Le fait brut passant au discours, l’auteur constate que la vérité se dérobe. Il ne se reconnaît plus dans les mots : « je ne reconnaissais plus ce que je disais. Je ne reconnaissais plus mes propres souvenirs quand je les racontais (…). ce que j’aurais voulu dire était perdu (…) la vérité s’éloignait, s’échappait (…) ».
La violence s’efface sous les mots, elle disparaît et au sujet « Il ne (…) reste plus que le langage ». Le sujet vit sa propre expulsion du récit qui passe de bouche en bouche.
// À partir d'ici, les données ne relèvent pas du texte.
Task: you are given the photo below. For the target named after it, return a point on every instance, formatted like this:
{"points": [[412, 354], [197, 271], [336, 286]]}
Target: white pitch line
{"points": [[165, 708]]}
Dite, l’histoire se détache de son auteur : on en parle plus qu’il ne parle.
Restent des mots, les siens et ceux des autres, qui orchestrent l’effacement de la chose. L’écriture montre la faiblesse même des mots à dire et leur force à effacer ce qui fut vécu dans la chair : « Le langage mange le réel ».
Les propos rapportés et corrigés, les incises et les parenthèses pour rectifier ce que l’auteur entend dire de lui ou s’entend dire des autres, font du texte l’espace confus où un sujet fait exister un fait brut pour se perdre aussitôt derrière les mots dits. L’écriture fait la démonstration de son propre impossible. Cette histoire de la violence est aussi bien celle de l’écriture qui, de dits en écrits, construit une vérité qui ment ou un mensonge qui dit vrai. L’auteur tente de s’orienter dans la confusion des récits pour, avec le langage, cerner un point de réel qui ne cesse pas d’échapper.
« Le langage est un mauvais outil, et c’est bien pour cela que nous n’avons aucune idée du Réel. (…) Ce qu’il y a de plus réel, c’est l’écrit, et l’écrit est confusionnel. » : que par l’écrit on puisse espérer atteindre un bout de réel, reste le pari d’Edouard Louis. Mais il ne peut finalement pas dire la violence. Il peut dire sa mise en récits.